It's been over fifteen years since Dad died, and I still have not drank though all my Inheritance Liquor. (Dave hasn't sold his Inheritance Porn, either.) I keep trying though. I think Marcia and Libby helped with the Whiskey, Sherry, Kahlua, and Creme de Cacao. No one is drinking the Anisette.
It seems Girl's Night Out is often at my house. This may be because Gary's mid-life drum set is in the middle of the great room. (I still think if everyone takes a cymbal or a pedal or individual drum the six or so of us could get the thing rocking like Gary does.)

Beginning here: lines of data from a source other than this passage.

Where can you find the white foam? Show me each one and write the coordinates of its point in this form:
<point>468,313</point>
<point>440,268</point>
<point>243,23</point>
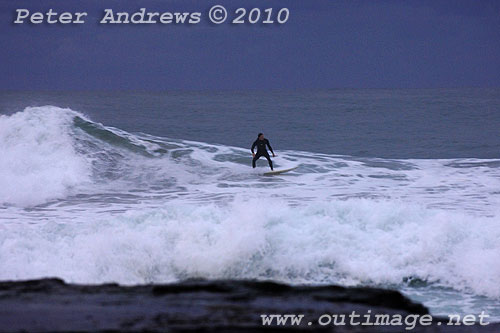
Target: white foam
<point>38,160</point>
<point>357,241</point>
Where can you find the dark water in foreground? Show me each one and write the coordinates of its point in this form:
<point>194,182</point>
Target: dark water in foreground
<point>393,188</point>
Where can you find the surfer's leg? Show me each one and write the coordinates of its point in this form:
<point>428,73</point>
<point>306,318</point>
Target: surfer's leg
<point>269,161</point>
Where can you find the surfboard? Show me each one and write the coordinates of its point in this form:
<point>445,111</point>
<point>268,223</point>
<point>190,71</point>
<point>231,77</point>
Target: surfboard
<point>277,172</point>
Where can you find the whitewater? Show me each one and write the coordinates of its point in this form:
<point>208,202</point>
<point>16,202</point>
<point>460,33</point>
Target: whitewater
<point>91,203</point>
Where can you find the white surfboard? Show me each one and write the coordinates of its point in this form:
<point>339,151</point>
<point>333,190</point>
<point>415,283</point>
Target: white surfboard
<point>277,172</point>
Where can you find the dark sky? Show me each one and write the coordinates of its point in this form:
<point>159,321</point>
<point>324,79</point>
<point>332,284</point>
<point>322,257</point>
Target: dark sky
<point>325,44</point>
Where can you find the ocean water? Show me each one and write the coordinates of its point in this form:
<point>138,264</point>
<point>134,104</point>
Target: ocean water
<point>397,189</point>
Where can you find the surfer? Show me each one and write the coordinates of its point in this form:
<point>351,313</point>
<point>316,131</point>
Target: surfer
<point>261,144</point>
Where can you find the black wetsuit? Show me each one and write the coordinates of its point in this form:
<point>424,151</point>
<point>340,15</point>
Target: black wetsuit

Usually the attendees are Marcia, Libby, Catherine, Caroline, Gracquel, Lisa, and Holly. In case you are wondering, Gracquel has what she calls a "made up black name" - her parents Grace and Samuel combined their names. It came up two GNO's ago that Gracquel is the first African American to visit my house. (My protests that I went on a date with a black guy in high school didn't trump this blatant evidence of prejudice on my part.) Then, after abusing me for some time, my friends turned Girl's Night Out into Ask the African-American Night. Black Awareness Roundtable. We peppered Gracquel with questions like "Has anyone ever called you a name?" "Are black men really bigger?" "What did you think about the OJ case?" Gracquel answered all our questions in a very good-natured way. At some point she got on her feet and answered them as she wandered around the house stuffing the silverware and remotes in her pockets.

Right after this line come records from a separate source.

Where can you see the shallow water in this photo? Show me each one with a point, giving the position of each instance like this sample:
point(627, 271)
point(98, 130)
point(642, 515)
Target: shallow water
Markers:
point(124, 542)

I demanded that the next GNO be Girl's Sabbath Out and devoted to putting Marcia on the spot for being Jewish. We had Challah bread, Mogen David wine, and Marcia the Jew du jour brought the kosher hot dogs. Of course, we had to circumcise them. We danced the hora to the alcohol/Judaism mixed CD I'd made. (The process of finding rocking songs about Judaism was challenging. However, I did find a lively version of "Hava Nagila" by Smart Alec, and NOFX has a song called "The Brews." Sadly, Steven Page's recommendation of "Brass Monkey" came in too late, but I was proud my research had taught me the Beastie Boys are Jewish.)
We peppered Marcia with questions like "How many people have to be in the hora before you can do it without getting dizzy and falling down? Is it because we are so drunk?"
I am a little miffed - evidently the prophet Elijah did not feel comfortable at my house and refused both the wine and the Cosmo I made for him. Libby did credit him with blowing a door open. Perhaps it was the drunk girl conversation that offended him.